Just a year after record snowfall throughout much of the Rocky Mountain West, the region is locked in a snow drought not seen since Jimmy Carter surrendered the White House to Ronald Reagan in the early 1980s.
“We have had some very unusual weather so far this season,” Vail Resorts CEO Rob Katz said Friday. “For the first time in 30 years, a lack of snow has not allowed us to open the back bowls in Vail as of January 6, 2012, and, for the first time since the late 1800s, it did not snow at all in Tahoe in December.”
Vail saw eight inches of new snow on Saturday, but it still wasn’t enough to open the vast majority of the mountain. Ski industry woes aside, state water watchers and firefighters are nervously eyeing the miniscule mountain snowpack, which supplies so much of the water used by Front Range cities. As of Dec. 30, snowpack in the Colorado River basin was 44 percent of last year’s record level and just 63 percent of the annual average.
“[The drought] will make the beetle epidemic even more severe,” said state Sen. Gail Schwartz, a Snowmass Democrat who’s introducing a bill in the legislative session starting Wednesday that’s aimed at reducing the fire danger from a mountain pine bark beetle epidemic that has killed millions of acres of Colorado lodgepole pines. “What doesn’t burn down will blow down.”
But just as it lacked scientific validity to point to Vail’s record 525 inches of snowfall last season as proof that climate change is a hoax (which many conservatives gleefully did), ski industry experts say it’s wrong to totally blame the current drought (just 88 inches so far at Vail) on human-caused heating of the planet.
“You can’t take weather, which is what we’re experiencing, and make deductions about climate, which is the long-term trend,” said Auden Schendler, vice president of sustainability at Aspen Skiing Company, which is suffering through an equally dry season. “But you don’t need to, really. All you need to do is look up the GISS (Goddard Institute for Space Studies) NASA global temperature anomaly maps of the world and look at December. It’s insane, and each decade gets hotter.”
Still, it’s turned into the kind of summer-like ski season in the Rocky Mountain West that the new Mitt Romney – the front-running GOP presidential nominee Romney – should love. Not the 2002 version who turned a profit with the Salt Lake City Winter Olympics and as recently as June said, “I think it’s important for us to reduce our emissions of pollutants and greenhouse gases that may well be significant contributors to the climate change and the global warming that you’re seeing.”
Rather, the sizzling December in the Rockies must have warmed the heart of the new pandering-to-conservatives Romney – the one who’s going for a gold medal in flip-flopping by saying just a few months later in October, “My view is that we don’t know what’s causing climate change on this planet. And the idea of spending trillions and trillions of dollars to try to reduce CO2 emissions is not the right course for us.”

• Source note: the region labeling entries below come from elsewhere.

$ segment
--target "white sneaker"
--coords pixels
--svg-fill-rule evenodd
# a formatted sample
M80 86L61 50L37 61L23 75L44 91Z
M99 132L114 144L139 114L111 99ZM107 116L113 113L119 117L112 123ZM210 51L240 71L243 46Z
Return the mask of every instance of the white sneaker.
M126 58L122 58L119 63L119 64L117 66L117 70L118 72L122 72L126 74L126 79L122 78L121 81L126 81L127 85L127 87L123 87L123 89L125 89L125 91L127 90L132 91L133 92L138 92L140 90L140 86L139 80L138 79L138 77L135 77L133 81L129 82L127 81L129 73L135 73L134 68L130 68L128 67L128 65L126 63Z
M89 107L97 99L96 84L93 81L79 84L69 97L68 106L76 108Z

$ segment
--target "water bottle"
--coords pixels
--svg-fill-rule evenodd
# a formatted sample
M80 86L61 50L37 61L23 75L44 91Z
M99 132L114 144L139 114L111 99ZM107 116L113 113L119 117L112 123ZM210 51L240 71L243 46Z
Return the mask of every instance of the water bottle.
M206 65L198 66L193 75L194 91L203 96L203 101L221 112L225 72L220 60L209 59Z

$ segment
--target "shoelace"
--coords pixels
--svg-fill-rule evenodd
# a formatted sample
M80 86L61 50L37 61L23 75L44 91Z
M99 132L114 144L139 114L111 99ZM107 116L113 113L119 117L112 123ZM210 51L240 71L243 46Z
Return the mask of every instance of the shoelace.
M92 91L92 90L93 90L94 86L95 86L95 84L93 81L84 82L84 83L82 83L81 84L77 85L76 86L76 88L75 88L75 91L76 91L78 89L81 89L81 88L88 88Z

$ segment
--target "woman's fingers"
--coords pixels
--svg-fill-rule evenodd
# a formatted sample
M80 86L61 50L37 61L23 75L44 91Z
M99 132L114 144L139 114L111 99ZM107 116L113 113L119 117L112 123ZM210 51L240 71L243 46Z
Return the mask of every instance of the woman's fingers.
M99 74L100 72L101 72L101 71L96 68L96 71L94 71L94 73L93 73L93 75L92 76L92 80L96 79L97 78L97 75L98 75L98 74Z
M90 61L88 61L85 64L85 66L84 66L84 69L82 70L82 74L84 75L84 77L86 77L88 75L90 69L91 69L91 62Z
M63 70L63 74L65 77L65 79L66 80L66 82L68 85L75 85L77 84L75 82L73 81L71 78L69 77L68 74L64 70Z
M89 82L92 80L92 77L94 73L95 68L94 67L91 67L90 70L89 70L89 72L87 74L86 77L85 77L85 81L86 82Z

But as far as the current conditions, Aspen’s Schendler again emphasizes climate change should not be blamed for the current drought but instead is behind longer term trends like a generally drier American West – one that is more susceptible to water shortages and wildfire.
“It’s key to remember that warming might actually bring bigger storms to the Rockies due to there being more moisture in the air,” Schendler said. “At the same time, because the atmosphere can hold more water, it can suck the land dry of more water than before.”
Schendler says the biggest impact of climate change for the ski industry may be significantly shorter ski seasons.
“The thing to look at — and we’re seeing this trend — is when runoff happens,” he said. “When spring comes, both are happening much earlier, because Colorado has warmed, and warmed disproportionately to the rest of the U.S.”
The last time Colorado’s high country was even close to this dry in mid-winter was during the 2001-02 ski season, which was followed by the worst wildfire season in the state’s history. June of 2002 saw the massive Hayman Fire scorch nearly 138,000 acres of land in the mountains southwest of Denver, darkening Front Range skies and loading key water storage facilities with debris from subsequent erosion.
NASA’s James Hansen, one of the world’s leading climatologists, recently issued a report tying last summer’s massive wildfires in Texas and the 2010 wildfires in Russia to global warming.
“Hansen argues that climate ‘loads the dice,’” Schendler said. “So in an average year you might have a one in six chance of extraordinarily hot weather or a super-violent storm. But in the climate-changed world in which we live, the odds change to something new — perhaps two in six.”